Clarence Williams

No. 83
- Position: Defensive end

Personal information
- Born: September 3, 1946 Brazoria, Texas, U.S.
- Died: May 8, 2017 (aged 70) Cincinnati, Ohio, U.S.
- Listed height: 6 ft 5 in (1.96 m)
- Listed weight: 255 lb (116 kg)

Career information
- High school: George Washington Carver (Sweeny, Texas)
- College: Prairie View A&M (1965-1968)
- NFL draft: 1969: 11th round, 283rd overall pick

Career history
- Dallas Cowboys (1969)*; Las Vegas Cowboys (1969); Green Bay Packers (1970–1977);
- * Offseason or practice squad member only

Career NFL statistics
- Fumble recoveries: 8
- Interceptions: 1
- Touchdowns: 1
- Sacks: 51
- Stats at Pro Football Reference

= Clarence Williams (defensive end) =

American football player (1946–2017)

Clarence Williams (September 3, 1946 – May 8, 2017) was an American professional football defensive end in the National Football League (NFL) for the Dallas Cowboys and Green Bay Packers. He was drafted by the Dallas Cowboys in the 11th round of the 1969 NFL/AFL draft. He played college football at Prairie View A&M University.

==Early life==
Williams played at a time when high school and colleges were still highly segregated in the South. He attended and played football at George Washington Carver High School (Sweeny, Texas), where he helped his team win the Carver State Championship in 1965.
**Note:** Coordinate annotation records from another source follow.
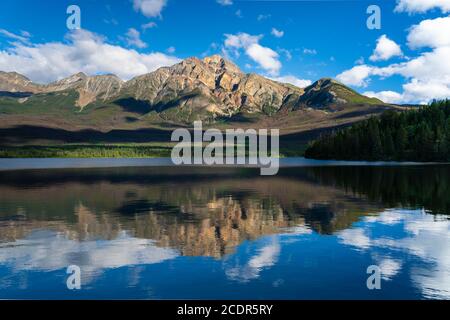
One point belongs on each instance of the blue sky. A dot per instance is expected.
(293, 41)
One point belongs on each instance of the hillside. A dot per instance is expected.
(415, 135)
(211, 89)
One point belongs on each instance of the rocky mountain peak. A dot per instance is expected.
(219, 64)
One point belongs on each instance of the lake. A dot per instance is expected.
(157, 232)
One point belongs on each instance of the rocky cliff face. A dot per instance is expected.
(89, 89)
(213, 85)
(17, 83)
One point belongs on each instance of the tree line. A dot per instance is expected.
(421, 134)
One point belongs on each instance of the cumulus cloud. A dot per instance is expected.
(133, 38)
(265, 57)
(356, 76)
(148, 25)
(430, 33)
(309, 51)
(225, 2)
(427, 75)
(57, 252)
(385, 49)
(301, 83)
(24, 37)
(82, 51)
(149, 8)
(277, 33)
(421, 6)
(266, 257)
(262, 17)
(386, 96)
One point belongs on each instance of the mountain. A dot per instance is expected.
(192, 89)
(328, 92)
(16, 83)
(211, 89)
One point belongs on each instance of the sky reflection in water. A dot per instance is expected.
(225, 233)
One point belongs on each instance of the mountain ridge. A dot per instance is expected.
(192, 89)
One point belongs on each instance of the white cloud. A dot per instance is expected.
(286, 52)
(148, 25)
(225, 2)
(277, 33)
(265, 258)
(133, 38)
(23, 38)
(430, 33)
(385, 49)
(360, 60)
(427, 75)
(262, 17)
(301, 83)
(149, 8)
(386, 96)
(83, 51)
(421, 6)
(57, 252)
(355, 238)
(310, 51)
(266, 58)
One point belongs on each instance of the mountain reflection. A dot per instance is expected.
(103, 219)
(208, 213)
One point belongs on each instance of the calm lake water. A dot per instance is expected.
(171, 232)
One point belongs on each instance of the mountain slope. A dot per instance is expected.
(330, 93)
(210, 89)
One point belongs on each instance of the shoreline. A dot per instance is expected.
(12, 164)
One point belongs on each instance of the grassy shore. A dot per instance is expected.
(154, 150)
(87, 151)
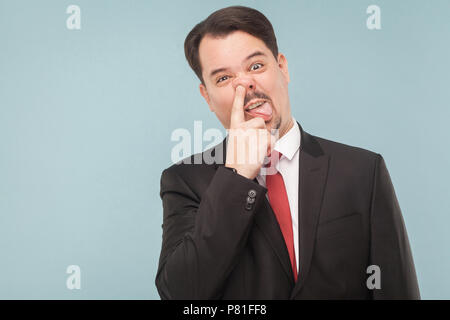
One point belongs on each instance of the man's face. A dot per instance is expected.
(245, 60)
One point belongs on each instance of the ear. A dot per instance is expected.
(205, 95)
(282, 64)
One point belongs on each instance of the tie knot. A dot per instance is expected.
(273, 158)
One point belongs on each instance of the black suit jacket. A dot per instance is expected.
(216, 245)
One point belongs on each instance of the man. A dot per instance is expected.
(310, 230)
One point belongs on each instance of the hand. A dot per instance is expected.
(248, 141)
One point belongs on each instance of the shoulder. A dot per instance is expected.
(194, 171)
(348, 156)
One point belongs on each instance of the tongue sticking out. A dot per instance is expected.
(263, 111)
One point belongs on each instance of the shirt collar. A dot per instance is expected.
(288, 144)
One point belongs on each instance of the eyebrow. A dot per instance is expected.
(254, 54)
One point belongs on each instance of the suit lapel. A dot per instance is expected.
(267, 222)
(313, 170)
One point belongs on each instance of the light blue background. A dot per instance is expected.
(86, 118)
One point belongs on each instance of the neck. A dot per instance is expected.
(289, 126)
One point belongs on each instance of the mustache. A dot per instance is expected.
(256, 95)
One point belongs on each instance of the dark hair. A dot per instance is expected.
(223, 22)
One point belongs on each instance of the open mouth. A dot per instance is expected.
(259, 108)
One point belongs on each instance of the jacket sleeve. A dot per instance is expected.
(202, 238)
(390, 249)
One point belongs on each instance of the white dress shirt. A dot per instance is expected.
(289, 146)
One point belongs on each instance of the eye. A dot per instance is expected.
(256, 64)
(220, 79)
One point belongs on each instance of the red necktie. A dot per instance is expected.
(280, 204)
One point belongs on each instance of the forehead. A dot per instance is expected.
(229, 50)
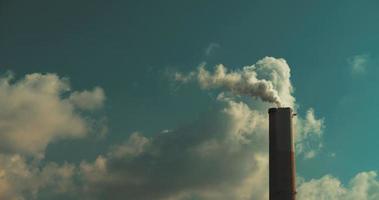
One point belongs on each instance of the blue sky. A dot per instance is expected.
(129, 48)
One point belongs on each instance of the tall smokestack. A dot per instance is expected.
(282, 161)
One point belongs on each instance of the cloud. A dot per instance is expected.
(35, 112)
(359, 64)
(88, 100)
(364, 186)
(211, 48)
(309, 134)
(223, 156)
(268, 80)
(21, 180)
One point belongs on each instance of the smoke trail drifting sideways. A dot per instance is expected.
(268, 80)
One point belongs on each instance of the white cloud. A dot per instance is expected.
(364, 186)
(268, 80)
(34, 112)
(21, 180)
(88, 100)
(211, 48)
(223, 156)
(309, 134)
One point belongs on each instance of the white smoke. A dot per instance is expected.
(268, 80)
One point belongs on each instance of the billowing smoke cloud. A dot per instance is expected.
(223, 156)
(268, 79)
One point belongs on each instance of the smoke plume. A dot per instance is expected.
(268, 80)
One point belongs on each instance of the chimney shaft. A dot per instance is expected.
(282, 161)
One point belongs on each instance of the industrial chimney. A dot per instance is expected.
(282, 161)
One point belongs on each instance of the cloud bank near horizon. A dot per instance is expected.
(223, 155)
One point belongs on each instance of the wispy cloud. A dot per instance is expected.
(211, 48)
His play in football and basketball earned him the nickname “Sweeny”. He also practiced the shot put and the discus throw. He accepted a football scholarship from Prairie View A&M University.

In 2015, he was inducted into the Prairie View A&M University Sports Hall Of Fame.

==Professional career==

===Dallas Cowboys===
Williams was selected by the Dallas Cowboys in the eleventh round (283rd overall) of the 1969 NFL/AFL draft as a defensive tackle. On September 9, he was waived but signed to the team's taxi squad, where he spent all of the 1969 season.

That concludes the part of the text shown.